The Last Tango with Butter
Insomniac Press, 2010 - 208 pages
A century ago, North American diets, like most traditional diets around the world, were healthy and balanced, and based largely on foods taken directly from nature. The intervening 100 years of meddling by scientists, industry and government have taken us on a long journey through excess and malnutrition, which are often to be found in the very same foods! Nutritional science is only now beginning to accumulate a critical mass of real understanding about the relationship between humans and the foods we eat. Science and traditional wisdom are realigning.
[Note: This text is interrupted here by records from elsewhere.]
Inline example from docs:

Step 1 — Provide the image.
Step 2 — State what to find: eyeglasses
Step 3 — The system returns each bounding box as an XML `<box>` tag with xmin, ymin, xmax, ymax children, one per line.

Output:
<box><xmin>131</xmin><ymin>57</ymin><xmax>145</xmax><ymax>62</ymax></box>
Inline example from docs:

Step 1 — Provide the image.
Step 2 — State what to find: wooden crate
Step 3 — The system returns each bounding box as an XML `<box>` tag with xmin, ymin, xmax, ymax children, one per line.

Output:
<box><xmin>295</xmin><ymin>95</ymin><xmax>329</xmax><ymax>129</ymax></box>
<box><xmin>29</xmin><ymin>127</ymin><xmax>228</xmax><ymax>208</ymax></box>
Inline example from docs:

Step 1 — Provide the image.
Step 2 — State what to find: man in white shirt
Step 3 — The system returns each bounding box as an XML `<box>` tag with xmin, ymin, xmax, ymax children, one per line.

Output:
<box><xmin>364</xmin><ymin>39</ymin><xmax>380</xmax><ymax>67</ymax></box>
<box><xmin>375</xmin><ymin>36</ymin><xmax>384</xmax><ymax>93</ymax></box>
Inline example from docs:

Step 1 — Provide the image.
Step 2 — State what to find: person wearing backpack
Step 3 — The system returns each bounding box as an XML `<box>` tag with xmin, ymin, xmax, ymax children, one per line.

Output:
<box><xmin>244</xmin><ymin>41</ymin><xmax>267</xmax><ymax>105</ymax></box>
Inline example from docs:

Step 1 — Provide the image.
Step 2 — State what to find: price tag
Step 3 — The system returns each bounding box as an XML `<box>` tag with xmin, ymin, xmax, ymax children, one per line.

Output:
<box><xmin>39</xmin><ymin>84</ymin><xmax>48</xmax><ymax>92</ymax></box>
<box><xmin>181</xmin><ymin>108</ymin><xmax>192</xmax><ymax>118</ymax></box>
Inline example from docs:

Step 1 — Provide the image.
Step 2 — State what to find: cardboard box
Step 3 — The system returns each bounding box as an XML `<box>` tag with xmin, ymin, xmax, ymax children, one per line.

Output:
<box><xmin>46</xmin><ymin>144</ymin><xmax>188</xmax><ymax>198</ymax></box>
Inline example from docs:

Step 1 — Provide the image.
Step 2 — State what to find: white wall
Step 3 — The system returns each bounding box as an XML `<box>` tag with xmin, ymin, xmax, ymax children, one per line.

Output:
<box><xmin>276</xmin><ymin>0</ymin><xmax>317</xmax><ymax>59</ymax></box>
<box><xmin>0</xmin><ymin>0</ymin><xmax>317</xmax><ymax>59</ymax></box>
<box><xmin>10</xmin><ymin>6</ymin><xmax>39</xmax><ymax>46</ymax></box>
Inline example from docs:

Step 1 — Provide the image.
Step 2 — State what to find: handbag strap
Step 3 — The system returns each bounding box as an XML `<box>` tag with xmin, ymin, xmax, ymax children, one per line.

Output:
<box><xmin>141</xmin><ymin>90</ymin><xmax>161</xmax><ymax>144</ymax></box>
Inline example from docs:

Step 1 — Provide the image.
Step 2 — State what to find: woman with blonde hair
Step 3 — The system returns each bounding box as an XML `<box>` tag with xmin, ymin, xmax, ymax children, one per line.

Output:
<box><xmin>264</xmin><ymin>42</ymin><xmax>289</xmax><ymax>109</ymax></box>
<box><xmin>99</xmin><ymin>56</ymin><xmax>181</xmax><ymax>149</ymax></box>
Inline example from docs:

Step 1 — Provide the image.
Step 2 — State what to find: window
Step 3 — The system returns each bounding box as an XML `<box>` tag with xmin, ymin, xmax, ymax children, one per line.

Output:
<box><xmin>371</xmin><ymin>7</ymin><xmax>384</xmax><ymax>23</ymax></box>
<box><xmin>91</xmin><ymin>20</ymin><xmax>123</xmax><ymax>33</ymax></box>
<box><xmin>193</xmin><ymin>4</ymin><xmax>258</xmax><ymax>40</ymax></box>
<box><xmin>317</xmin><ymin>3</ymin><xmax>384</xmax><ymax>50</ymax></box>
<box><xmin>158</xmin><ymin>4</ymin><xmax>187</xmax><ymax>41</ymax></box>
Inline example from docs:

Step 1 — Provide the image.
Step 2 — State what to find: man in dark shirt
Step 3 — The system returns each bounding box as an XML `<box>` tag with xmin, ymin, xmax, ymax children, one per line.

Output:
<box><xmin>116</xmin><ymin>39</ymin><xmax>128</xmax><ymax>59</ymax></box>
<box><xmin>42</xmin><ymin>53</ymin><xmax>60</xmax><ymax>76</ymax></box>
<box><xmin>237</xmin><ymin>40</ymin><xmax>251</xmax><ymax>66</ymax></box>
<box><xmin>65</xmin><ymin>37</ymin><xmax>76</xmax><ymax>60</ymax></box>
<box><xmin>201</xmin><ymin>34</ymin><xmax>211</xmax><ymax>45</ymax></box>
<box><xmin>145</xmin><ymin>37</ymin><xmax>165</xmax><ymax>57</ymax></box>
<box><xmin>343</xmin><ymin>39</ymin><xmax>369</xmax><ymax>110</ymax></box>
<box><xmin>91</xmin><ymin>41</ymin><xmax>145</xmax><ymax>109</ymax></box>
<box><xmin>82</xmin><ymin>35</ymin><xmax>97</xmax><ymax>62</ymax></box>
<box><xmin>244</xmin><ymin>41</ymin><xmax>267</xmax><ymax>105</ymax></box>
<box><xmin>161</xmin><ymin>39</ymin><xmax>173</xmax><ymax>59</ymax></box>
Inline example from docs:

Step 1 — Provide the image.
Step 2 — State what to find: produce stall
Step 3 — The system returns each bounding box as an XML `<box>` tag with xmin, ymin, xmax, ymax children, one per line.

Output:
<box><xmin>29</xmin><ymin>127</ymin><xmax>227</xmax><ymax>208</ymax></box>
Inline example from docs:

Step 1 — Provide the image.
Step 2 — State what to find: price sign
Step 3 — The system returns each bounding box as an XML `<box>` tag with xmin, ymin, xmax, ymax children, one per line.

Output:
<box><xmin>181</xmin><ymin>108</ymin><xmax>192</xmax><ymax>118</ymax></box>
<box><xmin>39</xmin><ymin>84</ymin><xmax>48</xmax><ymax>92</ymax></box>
The topics covered include the importance of saturated fats in our diets, and the harm their absence has caused, the body's need for cholesterol, and the overdose of omega-6 rich vegetable oils that is doing so much harm to our health. These are all examined in practical terms, placed in the context of the history of biased policy and science that have led us astray nutritionally, and explained in ways that shine light on the complexity of biology underlying good (and bad) nutrition. The book aims to demonstrate the wonderful way in which human biological complexities point us to the wide variety of natural foods, including all varieties of fat, that we should be eating. Melissa has written this book as a way of helping people find their way back to a healthy relationship with fat, by dispelling the myths and misunderstandings that have grown up about this precious source of nutrition over the last 50 years. The Last Tango is a pragmatic, concise overview of what all the fats we eat mean for our health, and sheds light on the essential role played by all the fats nature provides - including those long seen as enemies of good health. Eating fat isn't just 'ok' it's vital for our optimum well being.